Hits verses Accesses

This is a very important distinction between Requests and Accesses. When a page is requested from the server, it may contain, for example, four images. When this occurs, the access log will record five "hits" - one for the HTML Web page and four for the four images. However, when you wish to track your statistics, you will typically not be interested in the number of images that are requested. In this case, you will wish to know the accesses number.

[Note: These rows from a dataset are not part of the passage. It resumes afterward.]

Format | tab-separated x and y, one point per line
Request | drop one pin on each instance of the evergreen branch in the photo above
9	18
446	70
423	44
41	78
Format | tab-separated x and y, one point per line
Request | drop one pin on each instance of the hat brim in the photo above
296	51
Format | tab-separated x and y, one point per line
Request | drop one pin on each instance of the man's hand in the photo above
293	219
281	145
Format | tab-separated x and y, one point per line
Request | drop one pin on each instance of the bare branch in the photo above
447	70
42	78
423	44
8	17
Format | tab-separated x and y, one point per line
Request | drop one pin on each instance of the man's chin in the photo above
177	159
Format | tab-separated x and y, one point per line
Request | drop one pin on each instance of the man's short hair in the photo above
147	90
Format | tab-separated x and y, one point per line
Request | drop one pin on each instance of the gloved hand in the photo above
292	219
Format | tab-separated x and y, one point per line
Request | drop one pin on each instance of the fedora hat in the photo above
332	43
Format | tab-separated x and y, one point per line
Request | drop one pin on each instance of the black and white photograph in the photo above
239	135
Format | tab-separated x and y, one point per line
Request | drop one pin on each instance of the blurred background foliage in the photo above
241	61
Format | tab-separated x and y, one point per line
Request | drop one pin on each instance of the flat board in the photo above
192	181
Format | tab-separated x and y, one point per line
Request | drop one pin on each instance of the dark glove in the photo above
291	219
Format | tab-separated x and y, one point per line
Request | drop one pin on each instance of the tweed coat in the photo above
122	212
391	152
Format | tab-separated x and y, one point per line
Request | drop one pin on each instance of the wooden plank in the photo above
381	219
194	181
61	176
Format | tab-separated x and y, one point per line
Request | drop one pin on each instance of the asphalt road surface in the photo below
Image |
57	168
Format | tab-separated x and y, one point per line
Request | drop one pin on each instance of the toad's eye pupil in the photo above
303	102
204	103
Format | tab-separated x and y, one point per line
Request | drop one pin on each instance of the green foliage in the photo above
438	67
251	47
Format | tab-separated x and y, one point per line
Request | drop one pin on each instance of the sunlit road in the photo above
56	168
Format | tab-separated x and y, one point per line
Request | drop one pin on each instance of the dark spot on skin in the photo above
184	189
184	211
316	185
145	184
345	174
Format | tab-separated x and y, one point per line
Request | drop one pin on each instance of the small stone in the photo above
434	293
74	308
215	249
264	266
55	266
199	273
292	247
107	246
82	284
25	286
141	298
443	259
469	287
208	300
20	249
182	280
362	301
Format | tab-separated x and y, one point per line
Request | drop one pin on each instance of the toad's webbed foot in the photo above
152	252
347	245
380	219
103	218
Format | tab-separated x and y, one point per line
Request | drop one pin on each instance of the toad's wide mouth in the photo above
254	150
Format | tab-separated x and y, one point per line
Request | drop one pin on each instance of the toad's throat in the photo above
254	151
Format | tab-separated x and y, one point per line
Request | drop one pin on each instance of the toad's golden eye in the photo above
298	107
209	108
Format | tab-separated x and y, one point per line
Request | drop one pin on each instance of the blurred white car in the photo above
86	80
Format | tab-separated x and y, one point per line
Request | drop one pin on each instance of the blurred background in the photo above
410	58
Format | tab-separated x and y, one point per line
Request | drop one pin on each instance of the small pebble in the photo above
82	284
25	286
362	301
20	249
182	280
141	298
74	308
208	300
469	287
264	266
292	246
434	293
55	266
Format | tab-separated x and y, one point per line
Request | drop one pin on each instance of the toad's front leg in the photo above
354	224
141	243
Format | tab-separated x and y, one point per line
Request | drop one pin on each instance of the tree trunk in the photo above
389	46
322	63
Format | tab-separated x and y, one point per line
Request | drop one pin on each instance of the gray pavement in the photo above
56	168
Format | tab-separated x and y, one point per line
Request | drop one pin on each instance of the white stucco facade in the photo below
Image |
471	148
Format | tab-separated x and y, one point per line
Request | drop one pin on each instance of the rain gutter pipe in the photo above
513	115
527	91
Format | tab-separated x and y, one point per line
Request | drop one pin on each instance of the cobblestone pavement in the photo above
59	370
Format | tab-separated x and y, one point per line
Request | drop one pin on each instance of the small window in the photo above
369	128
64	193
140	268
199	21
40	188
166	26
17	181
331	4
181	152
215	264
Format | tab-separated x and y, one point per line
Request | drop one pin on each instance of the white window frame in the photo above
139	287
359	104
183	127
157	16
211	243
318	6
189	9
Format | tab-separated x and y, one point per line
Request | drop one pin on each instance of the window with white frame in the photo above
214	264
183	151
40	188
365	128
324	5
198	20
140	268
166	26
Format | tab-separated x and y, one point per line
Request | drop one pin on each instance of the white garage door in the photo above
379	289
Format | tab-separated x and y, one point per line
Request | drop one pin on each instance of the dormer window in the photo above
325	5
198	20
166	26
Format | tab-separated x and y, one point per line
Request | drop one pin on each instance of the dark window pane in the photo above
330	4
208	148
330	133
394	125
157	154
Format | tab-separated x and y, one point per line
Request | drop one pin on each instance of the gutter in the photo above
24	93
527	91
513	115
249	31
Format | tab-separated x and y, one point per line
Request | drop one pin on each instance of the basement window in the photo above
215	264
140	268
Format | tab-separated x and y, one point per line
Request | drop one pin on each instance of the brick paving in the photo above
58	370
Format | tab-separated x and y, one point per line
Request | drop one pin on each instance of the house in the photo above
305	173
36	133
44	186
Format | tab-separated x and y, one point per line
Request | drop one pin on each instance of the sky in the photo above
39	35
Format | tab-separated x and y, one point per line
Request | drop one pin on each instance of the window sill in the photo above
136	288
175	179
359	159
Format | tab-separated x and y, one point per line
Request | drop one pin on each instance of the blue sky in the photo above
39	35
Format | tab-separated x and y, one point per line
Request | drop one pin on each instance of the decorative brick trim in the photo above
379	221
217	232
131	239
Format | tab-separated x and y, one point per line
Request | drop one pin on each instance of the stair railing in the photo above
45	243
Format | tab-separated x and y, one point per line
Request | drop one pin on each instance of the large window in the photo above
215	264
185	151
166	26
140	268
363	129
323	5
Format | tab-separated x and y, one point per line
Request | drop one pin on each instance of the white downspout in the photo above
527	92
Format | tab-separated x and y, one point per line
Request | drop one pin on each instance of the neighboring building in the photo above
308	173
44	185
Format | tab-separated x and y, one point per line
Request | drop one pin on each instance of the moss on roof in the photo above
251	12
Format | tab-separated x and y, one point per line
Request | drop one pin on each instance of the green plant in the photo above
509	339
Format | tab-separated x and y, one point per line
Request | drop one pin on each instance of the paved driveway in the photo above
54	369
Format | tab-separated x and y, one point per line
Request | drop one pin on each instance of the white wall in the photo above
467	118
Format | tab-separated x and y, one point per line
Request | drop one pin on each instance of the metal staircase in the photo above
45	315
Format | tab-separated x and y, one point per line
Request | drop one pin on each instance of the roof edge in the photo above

Also a framed website can increase the accesses number as you can load several HTML pages for each frame. There is a way to reject the master frame pages in this package (page which define other framed pages).

Hosts versus visitors

The Web server typically does not know how many users come to your web site. Here's why: After the Web server sends you a Web page of information, the server computer typically breaks the connection with you. Then when you request a second Web page from that computer, you establish another quick connection, in which it again sends you a web page and breaks the connection. Unless there is special software on the Web server (e.g., cgi script or cookies), the log files cannot know for sure that it is the same person.
However there is a way to estimate the visitor number from the log file assuming some basic rules. Check the session section to know more.
The number of different hosts is a first guess and should be use carefully (proxy tends to decrease this number but dhcp protocol (used by most internet providers) tends to increase this number !).

Requests
(or hits)
This term refers to the number of files that are downloaded from a web server. Keeping track of hits is a way of measuring traffic to a website that can be misleading. Avoid to use it.
However ratio accesses/hits can be interesting.
Accesses
(or page view)
Accesses correspond to hits on HTML pages. This is a accurate way to know how popular is your website. Page parsing can be defined in the configuration file from extension (html, htm, php ...)
Traffic (or bandwith)
Bandwidth is the total number of bytes transferred. This can be helpful to know how much bandwith is used by your website.
Differents pages
This show the number of different pages being read by users. This number should be compare to your total number of HTML pages and the ratio tell you how much is rather too old or not interesting for users. A ratio near 1 mean a well done website !
Hosts (or visitors)
Hosts correspond roughly to the total number of people who visited the site assuming one hostname is one person (so I prefer to use 'Hosts' rather than 'visitor'). This can be inaccurate due to the effects of web caches and proxies. Check the session section if you need an accurate visitor number.
Countries
The easy way to know if your website is popular around the world. Check the countries section to get more statistics. In order to get these stats, you should use the reverse dns option if you're using a pure IP logfile. The Geo module will help to translate unresolved IP if enabled.